Mass movement, streams, and glaciers wear down the mountains. These processes also deposit sediments. The types of sediments, their fossils, and other features contain a history of events at the Earth’s surface. Reading this history, we find that the Earth is very old. Annual layers in the very youngest deposits, including trees and ice sheets, record more than 100,000 years. Rocks beneath the trees and ice sheets contain evidence of old seas and deserts and mountains, which early geologists realized had required more than about 100 million years to form. Radioactive clocks tell how long the time gaps were in the sedimentary record and how much time was required to make the oldest rocks, revealing that the Earth is about 4.6 billion years old.

The fossils in the rocks show that offspring differ from their parents slightly; these differences affect ability to survive to have offspring, and the genetic basis of these differences is passed on to offspring in greater or lesser degree. Over long times, accumulation of these differences has led to changes in the types of living things on Earth (evolution by natural selection). At some times, catastrophic events such as meteorite impacts have caused mass extinctions; at other times extinction has been a gradual process.

In the geologic record, recent times would look like a mass extinction. Humans are using more and more of the Earth’s resources. Because these resources are not available to other species, individuals and entire species have disappeared. Humans are also changing the climate, and spreading pollutants across the globe.

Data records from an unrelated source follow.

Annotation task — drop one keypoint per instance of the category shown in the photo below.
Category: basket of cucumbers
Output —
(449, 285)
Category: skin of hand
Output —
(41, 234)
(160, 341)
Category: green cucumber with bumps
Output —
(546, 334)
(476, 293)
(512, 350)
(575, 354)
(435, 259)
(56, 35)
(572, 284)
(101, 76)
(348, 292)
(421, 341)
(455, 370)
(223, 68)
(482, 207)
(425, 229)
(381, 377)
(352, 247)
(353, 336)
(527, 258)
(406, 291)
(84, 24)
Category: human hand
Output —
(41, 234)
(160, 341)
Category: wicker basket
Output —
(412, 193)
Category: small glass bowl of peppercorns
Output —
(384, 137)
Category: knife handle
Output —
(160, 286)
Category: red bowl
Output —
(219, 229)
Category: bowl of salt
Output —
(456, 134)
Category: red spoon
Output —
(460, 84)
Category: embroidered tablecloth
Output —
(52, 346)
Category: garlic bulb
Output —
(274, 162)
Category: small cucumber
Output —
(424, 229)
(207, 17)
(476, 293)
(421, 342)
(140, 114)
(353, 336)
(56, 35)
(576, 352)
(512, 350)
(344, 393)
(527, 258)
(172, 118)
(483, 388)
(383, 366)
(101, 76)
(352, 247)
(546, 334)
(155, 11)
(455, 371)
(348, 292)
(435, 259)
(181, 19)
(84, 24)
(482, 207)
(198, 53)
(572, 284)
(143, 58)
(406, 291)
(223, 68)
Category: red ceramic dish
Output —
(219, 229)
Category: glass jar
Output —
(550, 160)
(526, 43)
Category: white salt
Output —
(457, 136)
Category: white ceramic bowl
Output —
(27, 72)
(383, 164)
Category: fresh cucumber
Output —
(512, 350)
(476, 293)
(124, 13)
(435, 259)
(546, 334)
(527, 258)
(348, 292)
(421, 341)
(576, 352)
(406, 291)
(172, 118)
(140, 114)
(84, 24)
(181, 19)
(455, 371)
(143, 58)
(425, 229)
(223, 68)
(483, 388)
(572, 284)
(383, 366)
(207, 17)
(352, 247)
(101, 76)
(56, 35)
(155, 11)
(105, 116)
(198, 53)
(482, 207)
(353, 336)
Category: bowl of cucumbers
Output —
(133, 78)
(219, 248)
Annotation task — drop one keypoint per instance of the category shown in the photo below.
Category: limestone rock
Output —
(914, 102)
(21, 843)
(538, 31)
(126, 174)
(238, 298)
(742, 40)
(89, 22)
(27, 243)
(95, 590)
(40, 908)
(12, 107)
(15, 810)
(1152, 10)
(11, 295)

These changes are not yet catastrophic, and may never be, but humans will need to reduce our impact in the future if we wish to prevent more extinctions and possible catastrophic harm to ourselves. This must be accomplished through some combination of controlling our numbers, or controlling our impact per person.

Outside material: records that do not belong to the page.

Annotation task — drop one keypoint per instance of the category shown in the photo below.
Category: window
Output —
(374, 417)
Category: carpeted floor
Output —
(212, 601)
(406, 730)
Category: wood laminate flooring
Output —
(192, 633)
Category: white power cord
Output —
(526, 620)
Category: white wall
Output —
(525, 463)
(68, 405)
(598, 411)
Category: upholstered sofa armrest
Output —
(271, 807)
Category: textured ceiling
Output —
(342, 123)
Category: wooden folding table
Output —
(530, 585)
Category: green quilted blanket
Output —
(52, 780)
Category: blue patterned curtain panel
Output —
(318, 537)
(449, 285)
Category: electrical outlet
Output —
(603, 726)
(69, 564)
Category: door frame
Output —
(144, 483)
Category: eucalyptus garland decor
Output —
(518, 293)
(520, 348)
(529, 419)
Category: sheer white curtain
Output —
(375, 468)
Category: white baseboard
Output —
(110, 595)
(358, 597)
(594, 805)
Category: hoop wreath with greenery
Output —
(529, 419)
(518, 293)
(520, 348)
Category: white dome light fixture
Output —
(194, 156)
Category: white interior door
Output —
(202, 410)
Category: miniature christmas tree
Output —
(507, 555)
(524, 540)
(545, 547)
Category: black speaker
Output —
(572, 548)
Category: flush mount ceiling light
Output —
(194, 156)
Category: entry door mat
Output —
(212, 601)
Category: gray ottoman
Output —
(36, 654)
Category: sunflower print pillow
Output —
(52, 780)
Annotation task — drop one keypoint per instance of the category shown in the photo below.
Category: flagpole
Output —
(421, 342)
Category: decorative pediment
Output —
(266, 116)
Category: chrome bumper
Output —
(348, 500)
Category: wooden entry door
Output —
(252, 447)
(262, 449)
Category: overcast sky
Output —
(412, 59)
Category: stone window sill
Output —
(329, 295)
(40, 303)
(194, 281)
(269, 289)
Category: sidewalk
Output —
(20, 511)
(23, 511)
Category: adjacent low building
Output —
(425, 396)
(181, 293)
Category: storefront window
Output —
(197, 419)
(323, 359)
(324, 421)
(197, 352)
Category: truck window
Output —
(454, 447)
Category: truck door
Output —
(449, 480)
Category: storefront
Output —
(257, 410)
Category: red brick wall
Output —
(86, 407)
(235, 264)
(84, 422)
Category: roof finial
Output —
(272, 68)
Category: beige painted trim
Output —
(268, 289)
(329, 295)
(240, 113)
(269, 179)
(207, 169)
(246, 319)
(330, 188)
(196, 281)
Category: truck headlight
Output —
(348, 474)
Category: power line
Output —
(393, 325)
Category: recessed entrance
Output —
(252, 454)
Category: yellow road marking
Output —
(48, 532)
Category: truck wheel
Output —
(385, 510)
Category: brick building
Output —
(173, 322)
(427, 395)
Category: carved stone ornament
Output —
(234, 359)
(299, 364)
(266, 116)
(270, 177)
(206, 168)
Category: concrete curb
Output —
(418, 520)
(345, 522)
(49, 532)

Science has proven, over and over again, to be the best tool humans have ever developed for learning enough about the world that we can keep ourselves sufficiently fed, clothed, free of disease, and otherwise healthy so that we can worry about the big questions of what we are here for and how we get along with each other and stay happy. Geology is an important piece of the big picture of science. National parks have proven, over and over again, to be beautiful, enjoyable preserves of our shared natural and human heritage. It is our fondest hope that you will have a happy and prosperous future, that you will appreciate and perhaps even contribute to the benefits of science, including geology, that you will enjoy using the benefits of science to contemplate big questions, and that you will do some of your contemplation in your national parks. Pleasant journeys!!!